Heute Und in Ewigkeit
Kaffeestand in der Lobby. Der querschnittsgelähmte Mann mit den mächtigen Armen hatte den Stand an seine Reichweite angepasst, wie es eben bequem für ihn war, als forderte er den Rest der Welt heraus, ob es jemand wagte, sich zu beschweren, weil er sich nach dem Zucker oder der Kaffeesahne bücken musste. Ich bewunderte das Geschick, mit dem er seine Behinderung dazu benutzte, sich durch Erpressung ein zusätzliches Einkommen zu verschaffen. Niemand wagte es, nichts bei ihm zu kaufen, dank Jerrys Andeutung, dass die Weigerung, einen Muffin, Tee oder ein Sandwich von ihm zu erstehen, auf einen allgemeinen Mangel an Großzügigkeit gegenüber Behinderten schließen lasse.
»Jerry hat sich wahrscheinlich schon eine Villa gebaut«, hatte Maria vom Empfang letzte Woche gebrummt. Dennoch hatte sie dabei einen Keks mit Schokosplittern in der Hand gehalten, den Jerrys Frau gebacken hatte.
»Ich habe heute schon Kaffee getrunken und mein Mittagessen mitgebracht«, sagte ich, als ich an Jerrys Wagen vorbeiging. Zum Beweis hielt ich meine Lunchtasche von LL Bean hoch. »Ich hole mir nachher Kekse für die Besprechung.«
»Wenn wir dann noch welche haben«, erwiderte Jerry düster, als wäre es schlimm, wenn er alles verkaufen konnte, und obendrein noch meine Schuld.
»Ich hoffe eben das Beste.« Damit öffnete ich die Tür zum Treppenhaus und lief drei Treppen hoch zur Inneren Medizin, wo ich in einem breiten, offenen Flur mit industriegrauem Teppichboden und Schildern zu den Abteilungen A, B und C herauskam.

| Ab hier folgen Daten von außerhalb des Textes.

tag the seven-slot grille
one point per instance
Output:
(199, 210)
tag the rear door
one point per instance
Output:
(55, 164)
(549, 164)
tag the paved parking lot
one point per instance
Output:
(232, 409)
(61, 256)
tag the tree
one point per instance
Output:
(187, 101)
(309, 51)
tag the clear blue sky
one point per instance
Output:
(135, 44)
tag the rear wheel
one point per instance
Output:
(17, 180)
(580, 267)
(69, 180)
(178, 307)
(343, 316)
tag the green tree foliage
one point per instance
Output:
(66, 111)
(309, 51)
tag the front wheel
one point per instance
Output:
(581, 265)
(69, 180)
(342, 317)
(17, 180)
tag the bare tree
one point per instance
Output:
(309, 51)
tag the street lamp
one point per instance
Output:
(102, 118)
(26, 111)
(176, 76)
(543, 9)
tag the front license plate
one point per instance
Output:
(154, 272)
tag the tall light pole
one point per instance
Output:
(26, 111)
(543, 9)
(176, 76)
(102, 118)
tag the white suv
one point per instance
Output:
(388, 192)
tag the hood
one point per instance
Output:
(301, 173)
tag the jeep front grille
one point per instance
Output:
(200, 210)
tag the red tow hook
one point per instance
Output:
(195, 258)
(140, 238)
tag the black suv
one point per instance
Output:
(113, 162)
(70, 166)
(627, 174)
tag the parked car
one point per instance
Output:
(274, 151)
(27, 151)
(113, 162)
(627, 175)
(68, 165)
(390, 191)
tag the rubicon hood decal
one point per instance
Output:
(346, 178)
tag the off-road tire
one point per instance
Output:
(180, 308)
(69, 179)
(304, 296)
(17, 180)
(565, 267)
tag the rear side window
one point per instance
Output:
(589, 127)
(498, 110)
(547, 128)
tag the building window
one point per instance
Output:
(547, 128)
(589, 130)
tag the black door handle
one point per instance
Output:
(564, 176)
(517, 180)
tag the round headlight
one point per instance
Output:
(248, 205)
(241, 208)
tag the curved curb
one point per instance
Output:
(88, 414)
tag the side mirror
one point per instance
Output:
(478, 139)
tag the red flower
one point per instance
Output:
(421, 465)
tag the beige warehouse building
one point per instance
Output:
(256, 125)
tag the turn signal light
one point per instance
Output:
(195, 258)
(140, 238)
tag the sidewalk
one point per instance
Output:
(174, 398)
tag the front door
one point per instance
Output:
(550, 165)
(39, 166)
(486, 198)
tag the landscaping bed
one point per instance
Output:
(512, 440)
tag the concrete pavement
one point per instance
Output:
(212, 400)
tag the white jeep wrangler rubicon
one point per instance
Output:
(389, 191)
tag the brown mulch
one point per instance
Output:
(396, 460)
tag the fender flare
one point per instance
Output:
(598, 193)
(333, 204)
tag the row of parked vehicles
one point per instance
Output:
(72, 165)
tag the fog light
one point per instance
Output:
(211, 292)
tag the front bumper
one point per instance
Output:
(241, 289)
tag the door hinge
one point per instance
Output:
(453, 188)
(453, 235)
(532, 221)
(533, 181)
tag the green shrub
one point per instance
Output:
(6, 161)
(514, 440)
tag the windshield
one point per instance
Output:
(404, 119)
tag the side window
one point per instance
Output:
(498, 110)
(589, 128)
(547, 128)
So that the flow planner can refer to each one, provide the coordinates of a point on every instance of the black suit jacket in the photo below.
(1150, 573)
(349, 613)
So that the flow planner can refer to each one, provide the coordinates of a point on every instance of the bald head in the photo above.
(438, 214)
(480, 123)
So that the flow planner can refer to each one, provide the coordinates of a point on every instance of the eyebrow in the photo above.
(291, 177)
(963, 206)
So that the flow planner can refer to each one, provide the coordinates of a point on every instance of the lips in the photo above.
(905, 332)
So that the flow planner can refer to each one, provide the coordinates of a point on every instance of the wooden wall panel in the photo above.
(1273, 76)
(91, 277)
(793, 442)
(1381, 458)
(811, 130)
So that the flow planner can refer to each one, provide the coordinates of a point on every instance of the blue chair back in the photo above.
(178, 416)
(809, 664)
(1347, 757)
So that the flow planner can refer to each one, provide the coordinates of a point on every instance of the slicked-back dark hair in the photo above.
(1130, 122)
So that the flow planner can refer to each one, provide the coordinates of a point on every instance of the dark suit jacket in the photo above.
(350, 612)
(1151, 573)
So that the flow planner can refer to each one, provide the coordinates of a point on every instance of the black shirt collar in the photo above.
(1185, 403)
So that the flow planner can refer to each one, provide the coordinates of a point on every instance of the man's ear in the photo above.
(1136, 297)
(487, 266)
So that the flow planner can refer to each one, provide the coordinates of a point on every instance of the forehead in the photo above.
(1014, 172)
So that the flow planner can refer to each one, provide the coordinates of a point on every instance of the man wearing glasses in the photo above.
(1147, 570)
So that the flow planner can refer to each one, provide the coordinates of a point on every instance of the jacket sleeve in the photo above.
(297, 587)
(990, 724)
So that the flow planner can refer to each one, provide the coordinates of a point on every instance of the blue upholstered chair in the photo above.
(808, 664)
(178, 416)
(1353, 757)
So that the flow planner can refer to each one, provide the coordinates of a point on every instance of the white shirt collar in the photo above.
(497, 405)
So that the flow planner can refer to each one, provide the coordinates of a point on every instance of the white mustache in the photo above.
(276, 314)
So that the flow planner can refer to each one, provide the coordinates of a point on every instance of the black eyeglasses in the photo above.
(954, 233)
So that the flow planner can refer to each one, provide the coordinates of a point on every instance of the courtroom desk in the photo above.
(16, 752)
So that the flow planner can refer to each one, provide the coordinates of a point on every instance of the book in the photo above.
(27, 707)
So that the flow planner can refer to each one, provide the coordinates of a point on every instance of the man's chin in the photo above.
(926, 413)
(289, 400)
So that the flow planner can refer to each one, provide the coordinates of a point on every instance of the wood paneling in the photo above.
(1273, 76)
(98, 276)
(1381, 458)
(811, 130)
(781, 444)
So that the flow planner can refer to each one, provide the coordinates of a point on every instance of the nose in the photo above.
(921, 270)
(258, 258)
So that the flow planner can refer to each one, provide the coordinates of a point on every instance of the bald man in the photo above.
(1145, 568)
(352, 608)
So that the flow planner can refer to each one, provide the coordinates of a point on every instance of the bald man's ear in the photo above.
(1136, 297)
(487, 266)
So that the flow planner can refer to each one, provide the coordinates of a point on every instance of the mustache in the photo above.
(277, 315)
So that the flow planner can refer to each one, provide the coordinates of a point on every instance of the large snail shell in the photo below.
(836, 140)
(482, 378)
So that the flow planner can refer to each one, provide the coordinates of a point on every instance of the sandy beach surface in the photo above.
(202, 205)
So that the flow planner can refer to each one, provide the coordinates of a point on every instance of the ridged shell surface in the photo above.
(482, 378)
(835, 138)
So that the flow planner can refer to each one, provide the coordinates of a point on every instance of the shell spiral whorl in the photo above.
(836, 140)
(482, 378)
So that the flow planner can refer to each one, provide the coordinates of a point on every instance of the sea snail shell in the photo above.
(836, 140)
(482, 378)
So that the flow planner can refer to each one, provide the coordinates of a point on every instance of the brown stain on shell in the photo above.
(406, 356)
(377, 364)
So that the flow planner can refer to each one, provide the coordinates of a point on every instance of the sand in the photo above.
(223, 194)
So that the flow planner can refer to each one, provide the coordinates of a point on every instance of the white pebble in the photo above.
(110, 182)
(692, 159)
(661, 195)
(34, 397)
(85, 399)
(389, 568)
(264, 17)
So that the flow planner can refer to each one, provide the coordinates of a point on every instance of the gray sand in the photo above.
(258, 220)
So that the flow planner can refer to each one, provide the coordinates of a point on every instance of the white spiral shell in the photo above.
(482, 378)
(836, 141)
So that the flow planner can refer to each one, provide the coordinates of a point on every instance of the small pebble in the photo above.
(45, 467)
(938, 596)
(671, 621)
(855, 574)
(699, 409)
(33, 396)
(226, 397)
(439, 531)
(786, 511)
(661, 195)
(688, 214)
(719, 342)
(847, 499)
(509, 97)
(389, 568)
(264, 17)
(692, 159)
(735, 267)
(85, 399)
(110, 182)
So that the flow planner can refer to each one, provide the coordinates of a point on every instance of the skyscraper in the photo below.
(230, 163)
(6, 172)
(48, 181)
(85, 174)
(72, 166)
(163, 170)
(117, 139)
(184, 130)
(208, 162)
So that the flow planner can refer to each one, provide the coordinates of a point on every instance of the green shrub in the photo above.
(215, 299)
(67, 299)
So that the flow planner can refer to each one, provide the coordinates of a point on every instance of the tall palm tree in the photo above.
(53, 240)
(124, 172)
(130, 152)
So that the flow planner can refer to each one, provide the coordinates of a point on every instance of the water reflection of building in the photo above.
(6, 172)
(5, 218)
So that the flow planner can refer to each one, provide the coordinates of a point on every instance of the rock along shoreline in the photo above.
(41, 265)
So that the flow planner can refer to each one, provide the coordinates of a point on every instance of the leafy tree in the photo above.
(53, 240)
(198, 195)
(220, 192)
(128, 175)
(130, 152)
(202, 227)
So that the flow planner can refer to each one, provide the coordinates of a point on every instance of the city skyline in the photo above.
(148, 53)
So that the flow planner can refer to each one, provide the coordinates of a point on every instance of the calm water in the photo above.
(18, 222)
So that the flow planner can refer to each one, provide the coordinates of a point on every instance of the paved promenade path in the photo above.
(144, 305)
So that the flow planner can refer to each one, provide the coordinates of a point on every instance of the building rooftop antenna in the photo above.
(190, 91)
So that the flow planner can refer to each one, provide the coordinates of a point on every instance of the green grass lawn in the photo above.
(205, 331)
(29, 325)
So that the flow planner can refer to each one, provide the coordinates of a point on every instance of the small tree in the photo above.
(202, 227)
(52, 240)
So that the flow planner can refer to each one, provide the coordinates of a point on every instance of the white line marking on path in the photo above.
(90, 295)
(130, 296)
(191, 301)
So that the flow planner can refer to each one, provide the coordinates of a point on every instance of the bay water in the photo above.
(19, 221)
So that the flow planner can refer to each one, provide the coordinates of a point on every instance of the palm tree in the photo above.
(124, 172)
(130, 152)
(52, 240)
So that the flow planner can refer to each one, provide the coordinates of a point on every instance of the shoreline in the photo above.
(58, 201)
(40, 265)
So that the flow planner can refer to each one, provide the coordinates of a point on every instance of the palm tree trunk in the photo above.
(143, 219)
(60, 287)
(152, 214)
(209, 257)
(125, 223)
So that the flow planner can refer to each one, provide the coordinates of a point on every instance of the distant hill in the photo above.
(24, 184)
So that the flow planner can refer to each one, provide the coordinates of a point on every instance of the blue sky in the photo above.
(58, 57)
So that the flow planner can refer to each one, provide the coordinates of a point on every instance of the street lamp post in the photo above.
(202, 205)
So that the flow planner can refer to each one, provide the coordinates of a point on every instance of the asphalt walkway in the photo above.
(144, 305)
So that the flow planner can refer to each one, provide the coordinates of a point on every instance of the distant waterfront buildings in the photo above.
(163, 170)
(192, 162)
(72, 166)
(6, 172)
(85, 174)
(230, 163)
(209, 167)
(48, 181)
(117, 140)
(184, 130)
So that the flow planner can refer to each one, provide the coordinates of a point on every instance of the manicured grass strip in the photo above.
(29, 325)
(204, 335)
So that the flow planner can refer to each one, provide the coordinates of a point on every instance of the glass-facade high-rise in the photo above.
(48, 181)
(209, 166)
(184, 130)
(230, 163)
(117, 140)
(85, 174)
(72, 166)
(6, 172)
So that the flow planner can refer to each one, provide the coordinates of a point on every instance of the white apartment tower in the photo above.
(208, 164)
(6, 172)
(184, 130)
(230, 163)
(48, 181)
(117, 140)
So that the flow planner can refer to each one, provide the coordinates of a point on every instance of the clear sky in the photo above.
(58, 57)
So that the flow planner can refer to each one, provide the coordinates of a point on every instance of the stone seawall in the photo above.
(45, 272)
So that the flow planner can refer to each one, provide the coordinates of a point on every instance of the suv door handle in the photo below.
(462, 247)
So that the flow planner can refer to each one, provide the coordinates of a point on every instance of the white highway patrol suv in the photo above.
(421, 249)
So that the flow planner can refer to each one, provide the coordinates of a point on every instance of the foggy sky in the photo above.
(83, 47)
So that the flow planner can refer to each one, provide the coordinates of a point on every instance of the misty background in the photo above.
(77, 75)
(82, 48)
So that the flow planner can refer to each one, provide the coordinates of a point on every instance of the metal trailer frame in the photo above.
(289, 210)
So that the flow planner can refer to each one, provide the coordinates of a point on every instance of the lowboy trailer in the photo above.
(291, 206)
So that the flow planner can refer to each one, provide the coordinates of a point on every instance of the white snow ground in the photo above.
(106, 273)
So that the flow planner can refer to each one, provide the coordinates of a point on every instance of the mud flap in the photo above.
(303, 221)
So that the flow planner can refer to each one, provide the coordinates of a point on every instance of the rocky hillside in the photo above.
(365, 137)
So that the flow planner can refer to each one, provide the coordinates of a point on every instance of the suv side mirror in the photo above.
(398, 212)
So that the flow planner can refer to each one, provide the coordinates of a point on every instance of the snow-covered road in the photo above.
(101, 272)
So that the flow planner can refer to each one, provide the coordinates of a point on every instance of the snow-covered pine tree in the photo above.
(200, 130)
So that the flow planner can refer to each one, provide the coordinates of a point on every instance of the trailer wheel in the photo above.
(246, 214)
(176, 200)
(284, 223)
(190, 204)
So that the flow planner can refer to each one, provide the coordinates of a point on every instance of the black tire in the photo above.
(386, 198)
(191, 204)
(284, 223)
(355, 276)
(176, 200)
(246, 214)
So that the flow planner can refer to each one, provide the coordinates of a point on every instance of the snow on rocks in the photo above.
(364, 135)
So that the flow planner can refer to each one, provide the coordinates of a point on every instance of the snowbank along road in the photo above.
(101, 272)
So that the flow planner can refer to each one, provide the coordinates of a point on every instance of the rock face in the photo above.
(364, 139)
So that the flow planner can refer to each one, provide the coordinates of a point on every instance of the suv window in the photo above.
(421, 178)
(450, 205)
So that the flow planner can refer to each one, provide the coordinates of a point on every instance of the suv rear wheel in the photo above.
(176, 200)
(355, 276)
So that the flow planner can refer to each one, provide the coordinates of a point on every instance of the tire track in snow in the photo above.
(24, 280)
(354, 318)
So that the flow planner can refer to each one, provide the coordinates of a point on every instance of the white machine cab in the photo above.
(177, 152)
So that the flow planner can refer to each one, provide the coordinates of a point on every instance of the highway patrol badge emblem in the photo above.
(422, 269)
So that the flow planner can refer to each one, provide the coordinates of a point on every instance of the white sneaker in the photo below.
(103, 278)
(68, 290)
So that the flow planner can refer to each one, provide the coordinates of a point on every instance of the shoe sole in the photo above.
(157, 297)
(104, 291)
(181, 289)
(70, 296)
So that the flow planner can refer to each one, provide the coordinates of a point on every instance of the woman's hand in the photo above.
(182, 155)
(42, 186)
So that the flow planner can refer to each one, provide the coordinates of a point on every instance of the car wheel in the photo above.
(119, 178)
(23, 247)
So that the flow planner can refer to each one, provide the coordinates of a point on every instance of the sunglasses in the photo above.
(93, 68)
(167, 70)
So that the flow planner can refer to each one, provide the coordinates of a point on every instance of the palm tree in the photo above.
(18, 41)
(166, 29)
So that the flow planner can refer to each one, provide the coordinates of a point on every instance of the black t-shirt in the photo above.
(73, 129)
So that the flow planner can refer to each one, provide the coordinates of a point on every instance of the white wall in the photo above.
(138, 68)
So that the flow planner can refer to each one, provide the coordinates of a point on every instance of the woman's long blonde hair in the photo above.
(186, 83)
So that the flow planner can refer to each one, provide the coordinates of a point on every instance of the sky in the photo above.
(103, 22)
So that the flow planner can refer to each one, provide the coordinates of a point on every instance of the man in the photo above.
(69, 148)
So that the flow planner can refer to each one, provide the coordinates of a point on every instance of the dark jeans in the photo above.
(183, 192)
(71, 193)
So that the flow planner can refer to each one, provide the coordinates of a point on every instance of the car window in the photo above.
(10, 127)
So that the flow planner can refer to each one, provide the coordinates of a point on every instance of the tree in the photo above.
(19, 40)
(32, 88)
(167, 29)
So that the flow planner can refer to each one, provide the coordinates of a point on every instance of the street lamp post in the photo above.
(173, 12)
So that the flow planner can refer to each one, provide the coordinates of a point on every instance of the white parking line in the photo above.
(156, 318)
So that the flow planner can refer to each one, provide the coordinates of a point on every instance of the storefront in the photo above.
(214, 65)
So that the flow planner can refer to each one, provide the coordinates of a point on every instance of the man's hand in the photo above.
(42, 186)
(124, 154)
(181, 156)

Als ich die Abteilung B betrat, winkte mir Maria von der kreisrunden Rezeption her zu und nickte, während sie in ihr Headset sprach. Patienten reckten sich nach meinem weißen Kittel wie mattes Unkraut nach der Sonne.
Haftnotizen umrahmten den Monitor meines Computers. Die Bereichssekretärinnen stopften unsere Postfächer so mit Verwaltungs-Memos und Werbepost von Pharma-Firmen voll, dass wir in unserer Abteilung mittels Haftnotizen kommunizierten oder einander Zettelchen mit unseren Botschaften an den Stuhl klebten.
Die Cabot-Klinik war eine hasserzeugende Riesenpraxis geworden, die uns täglich mit finanziellen Ermahnungen verfolgte: Gesamtergebnis! Denken Sie an die Kopfpauschale! Mehr Patienten in weniger Zeit! Zuwächse, oder ihr fliegt! Ich wartete auf den Tag, an dem die Mediokraten uns befahlen, in Bingo-Sälen auf Patientenfang zu gehen.
Meine Patientenkartei bestand nach einer schleppenden Übergangsphase aus einem soliden Block von Frauen, die ich als beinahe alt betrachtete. Ärzte schienen für diese Frauen im Übergangsstadium wenig Geduld zu haben. Sie taten mir leid. Bald würde ich eine von ihnen sein, und im Gegensatz zu vielen meiner Bekannten versuchte ich nicht, das zu ignorieren. Ich wollte nicht zu diesen Frauen gehören, die von ihrem plötzlichen Absturz überrascht wurden, Frauen, die eben noch schön und nützlich waren, gebraucht und umworben wurden und dann kaum noch Zeit hatten, sich von alledem zu verabschieden, wenn sie ins Rentenalter und die graue Welt der Unsichtbarkeit abglitten.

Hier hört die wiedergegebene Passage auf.